The iPhone XS's camera is great, but it lacks a few features that might significantly improve the lives of photography enthusiasts. If you're one of these folks, you have my permission to buy the iPhone 11, but you still may really want the 11 Pro, because it has three cameras instead of two. It just depends on how important zoom is to you.
Let's break down the setups. Both the iPhone 11 and XS have a dual-camera system including a 12-megapixel wide-angle lens. Their second shooters differ: The XS has a 12-megapixel telephoto lens, while the 11 has a 12-megapixel ultra-wide lens with a 120-degree field of view.
An ultra-wide lens is best for taking, well, ultra-wide shots without distortion (as opposed to the curves you'll see from a fisheye lens). A telephoto lens, which specializes in zooming, is preferable for portraits or landscape photos with an isolated subject.
For serious smartphone photographers, the ultra-wide lens is probably the more valuable feature; if you want top-quality phone shots, you should be avoiding the zoom feature beyond the 2x mark.
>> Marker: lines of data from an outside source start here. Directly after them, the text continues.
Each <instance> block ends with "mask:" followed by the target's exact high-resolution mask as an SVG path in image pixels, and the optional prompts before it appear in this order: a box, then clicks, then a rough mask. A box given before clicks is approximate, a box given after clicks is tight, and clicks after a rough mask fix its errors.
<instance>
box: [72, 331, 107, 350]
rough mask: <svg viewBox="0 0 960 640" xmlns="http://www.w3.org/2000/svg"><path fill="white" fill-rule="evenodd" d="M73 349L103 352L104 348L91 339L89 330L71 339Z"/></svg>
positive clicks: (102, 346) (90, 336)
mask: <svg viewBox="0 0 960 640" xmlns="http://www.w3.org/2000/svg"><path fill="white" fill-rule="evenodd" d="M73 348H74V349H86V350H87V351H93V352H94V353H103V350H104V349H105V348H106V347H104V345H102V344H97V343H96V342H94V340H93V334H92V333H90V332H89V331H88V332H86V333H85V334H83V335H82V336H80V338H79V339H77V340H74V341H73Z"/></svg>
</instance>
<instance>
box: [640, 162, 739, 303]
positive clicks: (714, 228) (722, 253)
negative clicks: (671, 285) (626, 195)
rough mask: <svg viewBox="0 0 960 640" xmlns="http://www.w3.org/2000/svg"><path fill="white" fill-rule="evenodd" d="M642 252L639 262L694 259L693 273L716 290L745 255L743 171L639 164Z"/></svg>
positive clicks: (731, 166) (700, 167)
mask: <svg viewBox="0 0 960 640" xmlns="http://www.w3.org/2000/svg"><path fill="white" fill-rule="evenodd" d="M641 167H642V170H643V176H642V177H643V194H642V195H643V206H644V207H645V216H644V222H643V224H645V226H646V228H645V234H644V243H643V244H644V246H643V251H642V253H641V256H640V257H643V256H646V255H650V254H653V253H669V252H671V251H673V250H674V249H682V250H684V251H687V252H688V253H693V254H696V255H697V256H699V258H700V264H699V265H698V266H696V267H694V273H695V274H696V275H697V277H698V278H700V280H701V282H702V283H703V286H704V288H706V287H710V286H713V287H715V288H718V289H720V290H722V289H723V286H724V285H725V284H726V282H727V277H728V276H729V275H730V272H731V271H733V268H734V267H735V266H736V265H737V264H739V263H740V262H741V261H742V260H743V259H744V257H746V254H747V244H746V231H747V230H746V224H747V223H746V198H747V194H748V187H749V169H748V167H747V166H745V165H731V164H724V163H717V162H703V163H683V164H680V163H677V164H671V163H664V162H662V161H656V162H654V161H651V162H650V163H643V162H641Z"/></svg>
If you want zoom and you have an iPhone XS, you'll have to get the iPhone 11 Pro with its three-camera array.
Here are the rest of the iPhone 11's new camera features:
- An improved Smart HDR system that can differentiate between faces and their surroundings, and process shades and shadows accordingly
- A night mode that produces excellent low-light shots (it's what the Pixel 3 has, but better)
- A Deep Fusion feature to better capture details and reduce noise (coming later this fall)
- 4K60 video support for all three cameras (and you can switch between the wide and ultra-wide lenses if you're recording in less than 60 frames per second)
Finally, the iPhone 11 has a better front shooter (12 megapixels, to the iPhone XS's 7 megapixels), with the ability to take slow-motion selfie video. But if you buy a new phone just to take "slofies," I'm judging you hard.